Directors can take dividends if the company is profitable enough to allow for them and the company is solvent. A company is solvent when: 

  • It can repay its liabilities as and when they fall due. 
  • Its assets exceed its liabilities.  
  • There is no legal action filed against it. 

If a dividend is taken outside these parameters, it could be considered unlawful. This can also happen if the company’s profits have been miscalculated, records of board meetings are incomplete or poorly kept, or the company has insufficient profits to justify a director taking a dividend. 

An unlawful dividend could result in directors being personally liable if they’re found to have breached their duties, and the recipient may have to repay the dividend. 

Creditor preference and who gets paid first

If your company’s cash flow starts to slide into the red, it can be tempting to repay what you deem its most important bills first. However, if the company is insolvent, repaying any creditor before others can lead to accusations of creditor preference. This is because you’ve prioritized one creditor over another, where they should have been treated equally as per the repayment hierarchy. Repaying outside of this structure could potentially worsen the company’s position. 

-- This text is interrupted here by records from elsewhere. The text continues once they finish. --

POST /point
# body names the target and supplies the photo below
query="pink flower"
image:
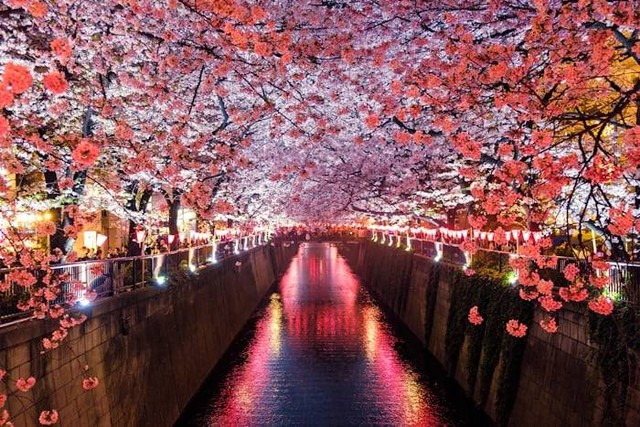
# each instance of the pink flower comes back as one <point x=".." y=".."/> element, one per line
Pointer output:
<point x="39" y="10"/>
<point x="18" y="77"/>
<point x="55" y="82"/>
<point x="6" y="97"/>
<point x="4" y="126"/>
<point x="372" y="121"/>
<point x="25" y="385"/>
<point x="571" y="272"/>
<point x="601" y="305"/>
<point x="516" y="329"/>
<point x="85" y="154"/>
<point x="90" y="383"/>
<point x="549" y="304"/>
<point x="47" y="228"/>
<point x="474" y="316"/>
<point x="48" y="418"/>
<point x="549" y="325"/>
<point x="545" y="287"/>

Can the company’s creditors intervene? 

The company’s creditors can pursue the company for what it owes. 

While creditor pressure is unpleasant, directors shouldn’t ignore it. What starts as postal, telephone, and email reminders can soon escalate to visits from debt collectors. Left unchecked, this could escalate further into legal action, including Statutory Demands and County Court Judgements (CCJs). 

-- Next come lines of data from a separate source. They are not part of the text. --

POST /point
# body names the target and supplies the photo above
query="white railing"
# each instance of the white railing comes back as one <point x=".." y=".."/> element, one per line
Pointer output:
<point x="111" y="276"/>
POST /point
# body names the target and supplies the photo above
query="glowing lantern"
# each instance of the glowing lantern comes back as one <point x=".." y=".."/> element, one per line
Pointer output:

If you continue to ignore these, and you owe a creditor more than £750, they can file a winding-up petition. The company’s bank accounts will be frozen, making trading impossible and forcing the company into compulsory liquidation. 

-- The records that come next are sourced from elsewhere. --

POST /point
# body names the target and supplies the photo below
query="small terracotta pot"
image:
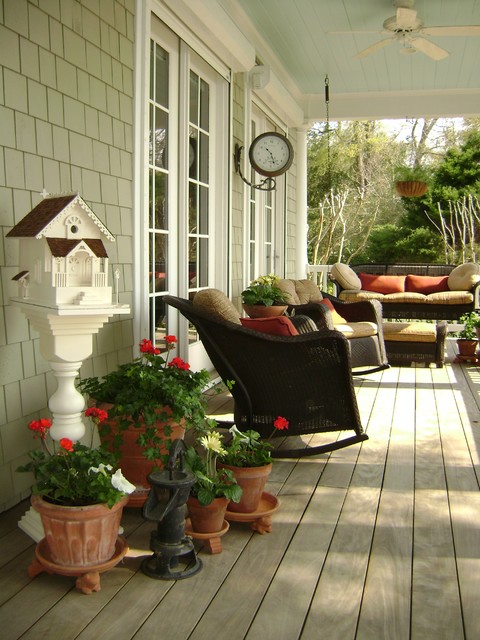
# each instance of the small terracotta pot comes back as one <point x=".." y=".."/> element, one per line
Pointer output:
<point x="207" y="518"/>
<point x="467" y="347"/>
<point x="261" y="311"/>
<point x="80" y="536"/>
<point x="253" y="481"/>
<point x="133" y="463"/>
<point x="411" y="188"/>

Choosing the right solution

If you’re worried about any of the above scenarios, you should speak to a licensed insolvency practitioner as soon as you’re aware that the company is insolvent. They can advise you on the best route forward for you and your company.  

If the company’s debts are of such a level and it’s buckling under unbearable creditor pressure, it might be best to close the company and draw a line under the debts. In this case, the insolvency practitioner might suggest the company enters a Creditors Voluntary Liquidation (CVL). 

If the company has a viable business model and could be profitable if not for the burdensome debts, then a Company Voluntary Arrangement (CVA) could be viable. The process involves the company’s unsecured debts being consolidated into a single repayment managed by the insolvency practitioner. 

If more substantial restructuring would be required to return the company to profitability, then the insolvency practitioner may recommend administration. The process provides protection from creditor pressure while the insolvency practitioner works to: 

  • Rescue the company as a going concern. 
  • Achieve a better result than if the company were to close via liquidation. 
  • Or to realize the company’s property and assets to make a distribution to certain creditors. 

To summarise

There are many factors to consider when a company becomes insolvent, some of which directors might not have considered. Make sure any dividends taken have been done so lawfully; doing otherwise could leave directors personally liable. While repaying creditors might seem like a good idea, doing so outside the framework of an insolvency arrangement can worsen the company’s position. Additionally, simply hoping the problem will go away on its own can lead to creditors taking legal action to recover what they’re owed. If the company is insolvent, seek advice from a licensed insolvency practitioner who can advise you of the best route forward.